Those sentenced to prison include: Mikhail Khodorkovsky (former oligarch who opposed Putin, stripped of his wealth and spent 10 years in Siberia); Alexei Navalny (lawyer and leader of political opposition to Putin, he and his brother Oleg were sentenced to 3.5 years in prison); Sergei Udaltsov (leader of Left Front sentenced to 4.5 years in prison); Leonid Razvozzhaev (colleague of Udaltsov, fled Russia, abducted and returned, sentenced to 4.5 years in prison); Mikhail Kosenko (political activist sent to psychiatric prison); Greenpeace leaders (30 persons including several Brits were arrested and sentenced to up to 7 years in prison, but were released after 2 months due to international pressure); Pussy Riot (all female punk group were sent to prison for 2 years for demonstrating against Putin); Vladimir Yevtushenkov (an oligarch, arrested and held until he capitulated to Putin’s demands); once again a partial list.

The only law in Russia is Putin’s law and he has just been elected for a (previously illegal) fourth six-year term as President.  He will do anything necessary to stay in power.
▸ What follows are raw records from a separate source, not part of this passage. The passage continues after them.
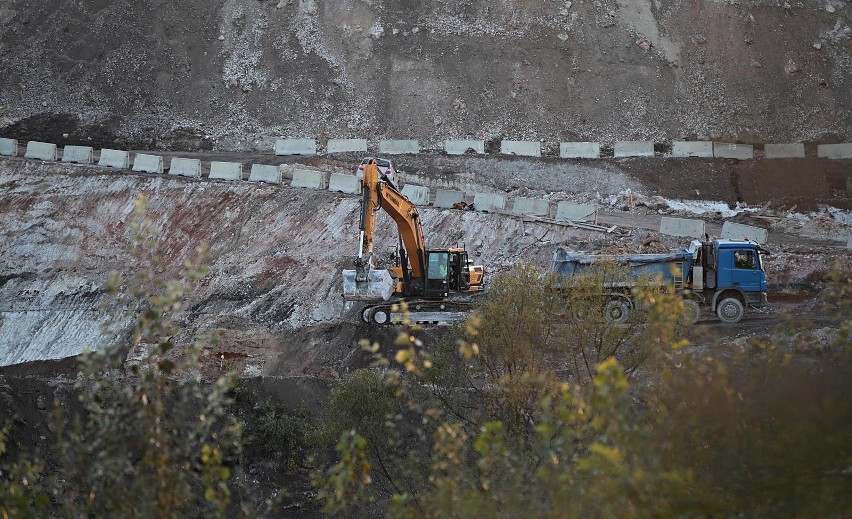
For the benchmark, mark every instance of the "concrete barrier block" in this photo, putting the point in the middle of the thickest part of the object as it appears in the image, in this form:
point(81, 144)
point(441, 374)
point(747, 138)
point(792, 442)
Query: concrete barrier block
point(692, 149)
point(398, 147)
point(567, 211)
point(445, 199)
point(633, 149)
point(344, 183)
point(9, 147)
point(185, 167)
point(486, 202)
point(835, 151)
point(265, 173)
point(346, 145)
point(522, 148)
point(460, 147)
point(419, 195)
point(579, 150)
point(41, 150)
point(114, 159)
point(309, 178)
point(687, 227)
point(295, 147)
point(724, 150)
point(783, 151)
point(148, 163)
point(78, 154)
point(531, 206)
point(226, 170)
point(738, 231)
There is no doubt that he is determined to expand his influence around the world and to restore Russia’s former greatness.  He is definitely anti-American and has undoubtedly interfered in both UK and US elections.  However, the idea that he has supported Pres. Trump is futile, since Trump’s policies of making America Great Again and expanding the US military are directly contrary to Putin’s interests. However, since he is firmly in control of Russia, both Trump in the US and Netanyahu in Israel, due to Russia’s support of Pres. Assad of Syria, must come to terms with Putin.